Concrètement, il compare la valeur d'un investissement à sa date de sortie avec le montant de l'investissement initial. Un MOIC de 3x signifie que chaque euro placé en a rapporté trois.
Cette mesure est particulièrement répandue dans le secteur du capital-investissement, où elle sert à suivre les performances d'un fonds et à comparer les rendements de différentes entreprises.
Principaux enseignements :
➡️ Le MOIC (Multiple on Invested Capital) mesure combien de fois le capital investi a été récupéré, en particulier dans le capital-investissement.
➡️ Il compare la valeur totale d'un investissement à la date de sortie avec le montant de l'investissement initial.
➡️ Son calcul est simple : on divise la valeur totale (réalisée + latente) par le capital investi.
➡️ Il ne tient pas compte de la valeur temporelle de l'argent, du risque, ni du calendrier des flux de trésorerie.
➡️ Un MOIC de 2,0x à 3,0x est généralement considéré comme bon ; la moyenne nette des fonds de buyout tournait autour de 1,7x fin 2025.
➡️ Le MOIC doit être utilisé avec d'autres mesures comme le TRI (IRR) pour obtenir une vision complète de la performance.
Le MOIC est un ratio (un « multiple ») qui exprime la somme d'argent reçue par rapport à la somme investie. Si un fonds investit 1 € et récupère 3 €, son MOIC est de 3x.
Il s'agit essentiellement du rapport entre l'apport initial en capital et la valeur totale de l'actif (par exemple une entreprise cible d'un LBO), ce qui détermine le rendement brut de l'opération.
Le MOIC est souvent employé de manière interchangeable avec d'autres termes tels que le multiple on money (MoM) ou le cash-on-cash return. Ces expressions désignent la même idée : combien de fois la mise de départ a été multipliée.
La formule du MOIC suit une structure de base : on divise le total des entrées de trésorerie par le total des sorties de trésorerie.

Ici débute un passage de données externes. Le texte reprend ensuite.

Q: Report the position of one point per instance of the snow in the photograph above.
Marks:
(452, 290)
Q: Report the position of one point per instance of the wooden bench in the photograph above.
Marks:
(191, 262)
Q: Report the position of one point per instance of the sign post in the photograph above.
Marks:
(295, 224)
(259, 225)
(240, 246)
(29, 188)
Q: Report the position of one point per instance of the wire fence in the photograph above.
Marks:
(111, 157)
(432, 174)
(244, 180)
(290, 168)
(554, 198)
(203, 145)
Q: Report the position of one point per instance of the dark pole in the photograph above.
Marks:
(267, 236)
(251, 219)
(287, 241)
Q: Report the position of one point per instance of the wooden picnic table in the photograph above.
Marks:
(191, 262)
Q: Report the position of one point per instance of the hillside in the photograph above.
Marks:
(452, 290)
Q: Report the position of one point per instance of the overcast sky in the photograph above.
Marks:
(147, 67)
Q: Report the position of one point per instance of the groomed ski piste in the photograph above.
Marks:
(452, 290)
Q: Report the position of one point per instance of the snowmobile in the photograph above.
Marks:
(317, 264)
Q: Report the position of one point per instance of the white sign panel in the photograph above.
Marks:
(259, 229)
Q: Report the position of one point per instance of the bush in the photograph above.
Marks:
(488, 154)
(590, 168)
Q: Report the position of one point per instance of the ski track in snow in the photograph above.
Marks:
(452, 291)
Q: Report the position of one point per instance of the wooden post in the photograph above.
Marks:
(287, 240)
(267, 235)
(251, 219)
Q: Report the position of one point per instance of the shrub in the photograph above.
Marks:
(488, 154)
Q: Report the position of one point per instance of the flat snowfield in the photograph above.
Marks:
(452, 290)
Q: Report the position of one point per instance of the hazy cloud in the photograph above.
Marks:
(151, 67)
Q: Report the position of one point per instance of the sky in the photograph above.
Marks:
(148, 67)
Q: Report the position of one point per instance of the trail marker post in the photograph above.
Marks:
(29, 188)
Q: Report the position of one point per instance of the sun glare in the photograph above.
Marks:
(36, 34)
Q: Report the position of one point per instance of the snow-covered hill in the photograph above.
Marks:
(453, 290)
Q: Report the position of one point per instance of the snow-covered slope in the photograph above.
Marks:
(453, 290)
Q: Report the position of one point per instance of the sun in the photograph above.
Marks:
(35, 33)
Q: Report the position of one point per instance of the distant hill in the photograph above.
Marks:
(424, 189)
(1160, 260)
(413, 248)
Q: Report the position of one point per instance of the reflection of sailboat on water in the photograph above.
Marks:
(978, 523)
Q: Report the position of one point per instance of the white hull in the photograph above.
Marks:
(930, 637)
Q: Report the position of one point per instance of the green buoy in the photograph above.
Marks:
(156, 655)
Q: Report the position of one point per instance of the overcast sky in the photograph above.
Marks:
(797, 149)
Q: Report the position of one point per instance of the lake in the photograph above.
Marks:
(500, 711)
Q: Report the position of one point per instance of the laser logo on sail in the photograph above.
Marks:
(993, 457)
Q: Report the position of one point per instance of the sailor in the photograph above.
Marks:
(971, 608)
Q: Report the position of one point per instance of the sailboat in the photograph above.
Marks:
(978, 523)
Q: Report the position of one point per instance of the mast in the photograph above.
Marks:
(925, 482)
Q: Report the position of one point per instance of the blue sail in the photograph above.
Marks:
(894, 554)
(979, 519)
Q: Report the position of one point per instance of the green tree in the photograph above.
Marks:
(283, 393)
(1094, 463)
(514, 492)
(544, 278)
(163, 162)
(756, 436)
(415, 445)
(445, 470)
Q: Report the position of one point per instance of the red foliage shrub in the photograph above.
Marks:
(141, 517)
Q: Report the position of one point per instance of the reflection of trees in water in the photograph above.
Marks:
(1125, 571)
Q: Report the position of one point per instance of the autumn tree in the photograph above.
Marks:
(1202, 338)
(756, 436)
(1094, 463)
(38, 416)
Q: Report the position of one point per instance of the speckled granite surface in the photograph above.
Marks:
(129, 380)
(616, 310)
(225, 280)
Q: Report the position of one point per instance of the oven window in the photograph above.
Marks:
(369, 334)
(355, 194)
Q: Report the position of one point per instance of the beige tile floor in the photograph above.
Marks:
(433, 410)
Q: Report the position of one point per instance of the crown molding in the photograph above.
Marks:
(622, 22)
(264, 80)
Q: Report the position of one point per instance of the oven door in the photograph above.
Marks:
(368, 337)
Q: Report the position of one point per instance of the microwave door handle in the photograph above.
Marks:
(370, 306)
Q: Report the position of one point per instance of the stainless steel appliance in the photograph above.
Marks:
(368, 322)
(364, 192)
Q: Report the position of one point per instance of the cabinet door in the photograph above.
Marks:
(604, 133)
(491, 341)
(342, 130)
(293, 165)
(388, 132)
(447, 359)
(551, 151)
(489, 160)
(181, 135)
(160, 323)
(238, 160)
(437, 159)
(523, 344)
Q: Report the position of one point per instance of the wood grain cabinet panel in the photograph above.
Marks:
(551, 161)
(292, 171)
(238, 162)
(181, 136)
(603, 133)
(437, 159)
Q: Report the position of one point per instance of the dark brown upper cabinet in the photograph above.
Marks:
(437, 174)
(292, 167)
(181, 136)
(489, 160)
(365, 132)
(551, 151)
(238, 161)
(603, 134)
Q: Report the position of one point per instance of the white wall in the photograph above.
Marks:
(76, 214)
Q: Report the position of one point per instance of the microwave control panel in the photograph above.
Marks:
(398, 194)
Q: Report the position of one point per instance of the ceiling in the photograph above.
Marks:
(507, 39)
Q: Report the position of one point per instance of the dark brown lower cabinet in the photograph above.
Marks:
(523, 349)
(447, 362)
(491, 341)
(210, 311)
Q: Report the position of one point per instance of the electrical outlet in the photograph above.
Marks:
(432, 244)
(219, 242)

MOIC = (Valeur réalisée + Valeur non réalisée) ÷ Total du capital investi
La valeur réalisée regroupe les liquidités déjà encaissées : produits de cession, dividendes, recapitalisations. La valeur non réalisée correspond à la valeur de marché actuelle des participations encore détenues (valeur latente ou NAV). Le capital investi représente l'ensemble des sorties de trésorerie, à commencer par l'apport initial de fonds propres.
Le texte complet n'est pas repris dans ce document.